Buuuuggghhh.... Sesuatu benda tumpul menghantam kepalanya yang membuat dia jatuh limbung.
Saat sebelum dia kehilangan kesadarannya terdengar seseorang lelaki berbicara.
“Mir, Tut. Sudah kalian pulang! Tunggu aku di rumah, tapi sebelumnya ganti aku risih melihatnya!” Terdengar seorang pria berbicara pada kedua wanita itu.
“Hihihi... Lagian Abang, nyuruh ane- aneh, Yuk akh daahh!” jawab salah satu wanita itu.
“Pot, lu dah di bayar sekarang! Antar gue ke gudang mereka!” Darto mendengar lagi pria itu berbicara pada supir truknya, hingga semuanya hening seiring hilangnya kesadaran Darto.
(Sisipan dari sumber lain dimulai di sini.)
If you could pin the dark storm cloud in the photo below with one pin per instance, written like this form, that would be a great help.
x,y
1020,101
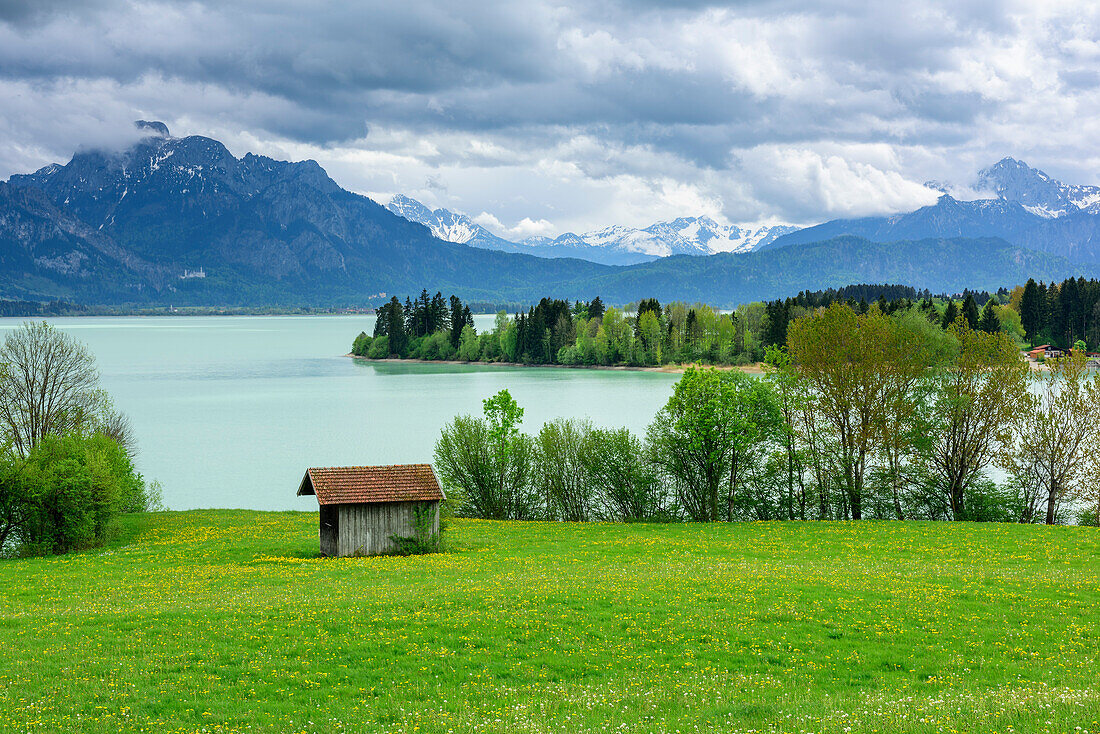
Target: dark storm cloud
x,y
792,87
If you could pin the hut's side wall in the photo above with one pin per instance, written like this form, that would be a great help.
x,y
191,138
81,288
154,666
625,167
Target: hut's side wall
x,y
330,522
365,528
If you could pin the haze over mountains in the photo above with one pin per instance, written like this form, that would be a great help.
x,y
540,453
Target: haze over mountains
x,y
180,220
613,245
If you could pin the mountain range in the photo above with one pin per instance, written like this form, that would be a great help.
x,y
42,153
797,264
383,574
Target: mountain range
x,y
612,245
1030,209
182,220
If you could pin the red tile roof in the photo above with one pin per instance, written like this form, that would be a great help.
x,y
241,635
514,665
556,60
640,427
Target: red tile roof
x,y
340,485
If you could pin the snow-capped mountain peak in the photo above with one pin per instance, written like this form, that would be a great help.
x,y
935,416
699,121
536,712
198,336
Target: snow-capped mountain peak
x,y
1036,192
444,225
615,244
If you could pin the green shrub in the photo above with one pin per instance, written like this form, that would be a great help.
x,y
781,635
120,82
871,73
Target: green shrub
x,y
73,489
361,346
380,348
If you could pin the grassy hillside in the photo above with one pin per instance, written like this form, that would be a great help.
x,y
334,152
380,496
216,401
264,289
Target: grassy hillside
x,y
226,621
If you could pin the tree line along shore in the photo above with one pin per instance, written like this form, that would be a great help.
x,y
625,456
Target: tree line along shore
x,y
648,333
864,413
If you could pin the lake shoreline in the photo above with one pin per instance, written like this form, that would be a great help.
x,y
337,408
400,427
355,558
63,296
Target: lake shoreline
x,y
667,369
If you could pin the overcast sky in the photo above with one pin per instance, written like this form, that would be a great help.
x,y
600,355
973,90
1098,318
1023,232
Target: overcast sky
x,y
545,117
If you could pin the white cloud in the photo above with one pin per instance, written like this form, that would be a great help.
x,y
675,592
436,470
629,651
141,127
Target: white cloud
x,y
568,116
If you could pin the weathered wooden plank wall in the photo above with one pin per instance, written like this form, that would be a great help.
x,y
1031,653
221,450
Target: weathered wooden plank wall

“Hallo, Ar. Kamu sekarang di kantor?” suara di ujung telepon sana berbicara. Ternyata yang meneleponnya adalah Briptu Eka, sahabatnya semasa pendidikan dulu. Briptu Eka ternyata menggunakan nomor HP Pak Surya, atasannya.
“Iya, Ka. Kenapa?” sahut Briptu Arni setelah mengaktifkan loud-speaker HP-nya agar terdengar oleh Hendrik. Hendrik hanya mengacungkan jari telunjuknya dan sejurus kemudian melambaikan tangannya agar Briptu Arni mendekati dirinya.
“Ar, ini komandan nyuruh kamu bawa beberapa rekan kita untuk ngejaga rumah Beliau! Eh, bentar Ar! Nih, komandan mau bicara!” ujar Briptu Eka berbicara dari ujung telepon sana.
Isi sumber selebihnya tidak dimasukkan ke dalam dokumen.